Transcribed from: Comedy CentralCast:
Transcribed by: Matt Morrison (firstname.lastname@example.org)
[Setting: Boardroom. Everyone sits at a table, Dave at the head with Scott then Kevin to his left]
- Dave- boss at AT & Love
- Scott- Danny Husk
- Kevin- Nichols
Dave: Now, now... now looking at this very thick report, and Nichols? May I congratulate you on the... the THICKNESS of this report? I am very pleased but there are a couple things that do concern me. I notice that this product rates very well with women 18-30.
Dave: And does quite nicely with children to 12-17.
Dave: But unfortunetly does rather poorly with both men AND Women age 80-100.
Scott: [whispering to Kevin] You didn't did you?
Kevin: [suddenly calm] I don't know what you're talking about.
Scott: You DID, didn't you?
Dave: Danny! Nichols! What the hell is going on?!?
Scott: Sir, I'm sorry.. but... well... I have reason to belive that Nichols wrote this report while naked.
Kevin: I did not!
Scott: You did too! He once sent me e-mail while on the toilet!
Dave: Nichols. Is this true?
Kevin: Of course not! Why would I do such a thing?
Dave: I can't imagine. Look, let's just move along...But Nichols? No more giggling, all right? Okay.. Now then...On page 102 there is a very disturbing trend....Nichols are you getting an erection?!?!
[Kevin is leaning back in his chair looking quite pleased. He suddenly sits up.]
Dave: Oh damn it! You DID write this thing naked! All right.. come on.. Let's just push on.... Now on page 102 there's a very disturbing trend....
Scott: Sir? Sir? I just can't. I keep picturing him naked... it's just too creepy.
Dave: I know. Look, Nichols... is there any part of this thing you didn't write COMPLETELY naked? Perhaps you were wearing socks or a single mitten?

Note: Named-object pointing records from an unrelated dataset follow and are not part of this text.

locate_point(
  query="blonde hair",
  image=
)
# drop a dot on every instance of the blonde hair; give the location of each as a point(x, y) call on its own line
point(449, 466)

Dave: All right. Well, we'll just have to redo the whole damn thing. Daniel, I'm afraid you're gonna have to take this one, and I'm sorry... but you only have a week.

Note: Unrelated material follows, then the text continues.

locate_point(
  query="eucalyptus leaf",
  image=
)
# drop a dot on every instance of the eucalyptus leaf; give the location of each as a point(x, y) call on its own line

Scott: Awww... but.. but....
Dave: So let's just move on to some other business.... [picks up his coffee mug]
Kevin: [giggles as Dave lifts up his coffee cup]
Dave: Awww, you made the COFFEE naked?!?!
Dave: Out Nichols! Get out of here, oh just get out of here! Oh my god! All the labors of some poor Columbian boy tainted by your peversion! Just go! Go!
[Kevin laughs uncontrollably now as he gets up and exits, shrugging a bit like he's saying "Aw come on! It's funny!"]
Dave: [picking up phone] I'm sorry everyone. [to phone] Bingo, could you get us a fresh pot of coffee, please? Thanks.
[Cut to the break room. We see a clown, naked but for floppy shoes, makeup, wig and bowtie. He is making coffee. Kevin walks past him giggling as we fade out.]